I have a sweet black Campy polo shirt. I wear it when my “Bike Nerd” t-shirt is in the wash.


----------



## DaveG (Feb 4, 2004)

I have a pair of Campagnolo Tech Motion bibs that I bought 5-6 years ago. I liked the chamois but the overall fit of the bibs was odd


----------



## JCavilia (Sep 12, 2005)

"Campy clothing." I thought of something like this:


----------



## velodog (Sep 26, 2007)

JCavilia said:


> "Campy clothing." I thought of something like this:
> View attachment 321371



You must spread some Reputation around before giving it to JCavilia again.


----------



## hfc (Jan 24, 2003)

Yeah baby yeah!

When you think about it though, not that much different from bike clothes. A little less aero I suppose.


----------



## DaveG (Feb 4, 2004)

hfc said:


> Yeah baby yeah!
> 
> When you think about it though, not that much different from bike clothes. A little less aero I suppose.


Actually that middle outfit offers some real benefits when it come to visibility


----------



## No Time Toulouse (Sep 7, 2016)

DaveG said:


> Actually that middle outfit offers some real benefits when it come to visibility


...but not for aerodynamics.


----------



## JCavilia (Sep 12, 2005)

hfc said:


> Yeah baby yeah!
> 
> When you think about it though, not that much different from bike clothes. A little less aero I suppose.


I need to find out whether those platform boots will take Look-style cleats . . .


----------



## velodog (Sep 26, 2007)

JCavilia said:


> I need to find out whether those platform boots will take Look-style cleats . . .


They'd probably work better with SPD mountain bike cleats.


----------



## kbwh (May 28, 2010)

pmf said:


> My God ... what's next ... Mavic shoes?


Wikipedia: *Mavic is a French bicycle parts manufacturer (its name an acronym for Manufacture d'Articles Vélocipédiques Idoux et Chanel), founded by Charles Idoux and Lucien Chanel. 

*Company name basicly states that they manufacture "cycling articles". What's next?

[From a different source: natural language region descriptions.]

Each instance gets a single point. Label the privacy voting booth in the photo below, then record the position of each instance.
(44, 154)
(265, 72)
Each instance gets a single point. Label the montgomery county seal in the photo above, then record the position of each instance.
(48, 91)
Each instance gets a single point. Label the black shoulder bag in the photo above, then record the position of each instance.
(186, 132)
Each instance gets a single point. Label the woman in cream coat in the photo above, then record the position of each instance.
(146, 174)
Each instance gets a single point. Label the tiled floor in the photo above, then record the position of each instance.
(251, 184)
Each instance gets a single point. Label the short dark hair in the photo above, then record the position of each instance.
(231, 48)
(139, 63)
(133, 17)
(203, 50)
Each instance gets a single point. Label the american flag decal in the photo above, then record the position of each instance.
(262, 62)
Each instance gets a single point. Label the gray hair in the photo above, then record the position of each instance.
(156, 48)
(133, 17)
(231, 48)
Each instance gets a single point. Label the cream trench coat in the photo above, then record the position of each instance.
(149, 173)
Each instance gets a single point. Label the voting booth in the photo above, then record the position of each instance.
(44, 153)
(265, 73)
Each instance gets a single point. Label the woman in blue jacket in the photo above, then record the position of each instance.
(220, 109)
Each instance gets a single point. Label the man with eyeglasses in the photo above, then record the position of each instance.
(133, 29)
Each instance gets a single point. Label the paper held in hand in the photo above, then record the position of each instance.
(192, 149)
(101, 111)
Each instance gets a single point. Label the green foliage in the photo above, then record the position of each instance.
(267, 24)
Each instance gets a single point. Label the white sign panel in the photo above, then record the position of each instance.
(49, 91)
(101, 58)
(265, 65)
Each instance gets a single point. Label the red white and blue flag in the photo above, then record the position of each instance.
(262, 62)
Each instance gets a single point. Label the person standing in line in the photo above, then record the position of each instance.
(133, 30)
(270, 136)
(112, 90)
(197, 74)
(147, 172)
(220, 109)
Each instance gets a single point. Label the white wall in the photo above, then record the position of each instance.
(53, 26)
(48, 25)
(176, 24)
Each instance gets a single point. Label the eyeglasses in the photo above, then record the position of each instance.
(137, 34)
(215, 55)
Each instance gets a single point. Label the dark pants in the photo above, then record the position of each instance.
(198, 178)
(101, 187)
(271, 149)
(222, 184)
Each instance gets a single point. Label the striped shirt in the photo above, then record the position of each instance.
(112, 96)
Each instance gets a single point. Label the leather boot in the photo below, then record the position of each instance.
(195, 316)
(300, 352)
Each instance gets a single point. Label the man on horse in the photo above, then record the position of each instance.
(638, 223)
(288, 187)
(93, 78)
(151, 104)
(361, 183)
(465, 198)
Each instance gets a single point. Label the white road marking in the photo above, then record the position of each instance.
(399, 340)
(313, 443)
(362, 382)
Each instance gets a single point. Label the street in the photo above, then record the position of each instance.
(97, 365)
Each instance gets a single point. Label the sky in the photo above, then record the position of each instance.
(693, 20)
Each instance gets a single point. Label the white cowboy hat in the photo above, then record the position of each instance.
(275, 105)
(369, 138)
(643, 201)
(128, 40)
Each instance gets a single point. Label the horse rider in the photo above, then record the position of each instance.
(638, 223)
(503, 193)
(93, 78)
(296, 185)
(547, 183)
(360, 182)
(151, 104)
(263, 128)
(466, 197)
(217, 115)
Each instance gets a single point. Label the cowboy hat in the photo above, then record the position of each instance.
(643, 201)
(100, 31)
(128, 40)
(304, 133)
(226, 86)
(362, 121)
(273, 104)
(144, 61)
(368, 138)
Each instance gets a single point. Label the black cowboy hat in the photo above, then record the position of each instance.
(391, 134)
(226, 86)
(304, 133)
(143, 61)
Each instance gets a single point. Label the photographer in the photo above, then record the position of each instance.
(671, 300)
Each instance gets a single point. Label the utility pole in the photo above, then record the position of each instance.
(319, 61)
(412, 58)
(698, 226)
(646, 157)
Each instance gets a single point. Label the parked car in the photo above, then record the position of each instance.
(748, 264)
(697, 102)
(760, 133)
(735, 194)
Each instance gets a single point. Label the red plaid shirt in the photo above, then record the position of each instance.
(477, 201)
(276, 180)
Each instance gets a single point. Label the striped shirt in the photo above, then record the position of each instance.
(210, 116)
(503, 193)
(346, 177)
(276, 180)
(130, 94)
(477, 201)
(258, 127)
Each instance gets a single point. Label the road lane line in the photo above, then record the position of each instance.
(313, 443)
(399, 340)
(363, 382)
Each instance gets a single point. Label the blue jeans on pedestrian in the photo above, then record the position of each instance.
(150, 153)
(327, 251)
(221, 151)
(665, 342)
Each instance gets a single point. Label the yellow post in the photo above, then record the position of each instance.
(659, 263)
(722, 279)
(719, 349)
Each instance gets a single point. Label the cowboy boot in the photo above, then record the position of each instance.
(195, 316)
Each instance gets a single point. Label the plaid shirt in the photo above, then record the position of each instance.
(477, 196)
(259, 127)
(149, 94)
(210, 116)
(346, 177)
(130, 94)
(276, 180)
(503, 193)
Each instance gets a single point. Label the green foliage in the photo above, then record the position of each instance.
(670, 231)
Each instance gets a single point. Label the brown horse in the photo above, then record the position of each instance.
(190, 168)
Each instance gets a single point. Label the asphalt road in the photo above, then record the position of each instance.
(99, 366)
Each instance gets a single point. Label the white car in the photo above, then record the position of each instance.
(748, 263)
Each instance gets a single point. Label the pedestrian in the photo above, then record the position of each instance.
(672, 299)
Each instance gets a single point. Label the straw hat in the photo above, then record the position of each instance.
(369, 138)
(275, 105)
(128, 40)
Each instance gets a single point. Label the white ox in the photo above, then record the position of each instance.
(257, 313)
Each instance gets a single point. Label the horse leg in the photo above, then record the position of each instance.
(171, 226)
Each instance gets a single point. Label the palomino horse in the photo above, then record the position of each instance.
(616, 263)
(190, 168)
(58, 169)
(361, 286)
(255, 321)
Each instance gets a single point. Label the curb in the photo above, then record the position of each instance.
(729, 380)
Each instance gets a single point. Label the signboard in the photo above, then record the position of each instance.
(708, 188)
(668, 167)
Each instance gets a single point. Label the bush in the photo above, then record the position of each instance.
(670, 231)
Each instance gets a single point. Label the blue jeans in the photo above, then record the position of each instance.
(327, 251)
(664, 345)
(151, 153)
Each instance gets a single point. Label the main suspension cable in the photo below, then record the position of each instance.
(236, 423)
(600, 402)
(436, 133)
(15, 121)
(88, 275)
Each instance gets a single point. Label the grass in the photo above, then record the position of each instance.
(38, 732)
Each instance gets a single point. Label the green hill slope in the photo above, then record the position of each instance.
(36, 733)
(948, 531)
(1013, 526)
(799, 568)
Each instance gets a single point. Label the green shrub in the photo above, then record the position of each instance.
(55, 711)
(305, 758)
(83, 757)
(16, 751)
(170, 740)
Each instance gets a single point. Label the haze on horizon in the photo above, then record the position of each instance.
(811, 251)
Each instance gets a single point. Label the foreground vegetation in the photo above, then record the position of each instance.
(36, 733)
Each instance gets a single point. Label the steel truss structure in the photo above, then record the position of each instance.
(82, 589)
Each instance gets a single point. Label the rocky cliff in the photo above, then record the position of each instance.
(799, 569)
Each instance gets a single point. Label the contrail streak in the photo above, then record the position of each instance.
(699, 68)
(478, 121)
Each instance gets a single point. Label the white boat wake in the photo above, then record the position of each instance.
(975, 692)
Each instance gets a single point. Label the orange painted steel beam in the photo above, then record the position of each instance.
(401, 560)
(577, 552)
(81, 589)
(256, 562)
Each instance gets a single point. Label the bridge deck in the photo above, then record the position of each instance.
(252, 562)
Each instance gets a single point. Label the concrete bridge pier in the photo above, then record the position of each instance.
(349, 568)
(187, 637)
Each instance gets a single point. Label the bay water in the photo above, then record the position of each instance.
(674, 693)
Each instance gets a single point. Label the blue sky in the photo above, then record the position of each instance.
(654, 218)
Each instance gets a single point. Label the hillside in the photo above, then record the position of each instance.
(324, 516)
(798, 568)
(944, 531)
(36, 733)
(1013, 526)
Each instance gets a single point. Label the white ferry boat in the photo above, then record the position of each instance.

An electronic gear system?
https://en.wikipedia.org/wiki/Mavic

--

The Campag clothes seem to me to be too many for men and too few for women, but not "basic crap". Mid to high end, rather.


----------



## MMsRepBike (Apr 1, 2014)

kbwh said:


> The Campag clothes seem to me to be too many for men and too few for women, but not "basic crap". Mid to high end, rather.


Basic crap was talking about the chamois pads.

Look at the front of them, even the most high end ones. Look like women's shorts.

You should know as well as anyone how Assos does the front of the shorts vs. this basic crap that Campy is doing that's been done for ages. No privates coverage. Seems right over the privates. No pocket for the privates.

What men's underwear do you see with no pocket for the privates? 

Their chamois look like basic old fully stitched in pads with no privates provisions. Basic crap.


----------



## kbwh (May 28, 2010)

To be honest I havent paid much attention to the shorts. There really is no substitute for Assos.


----------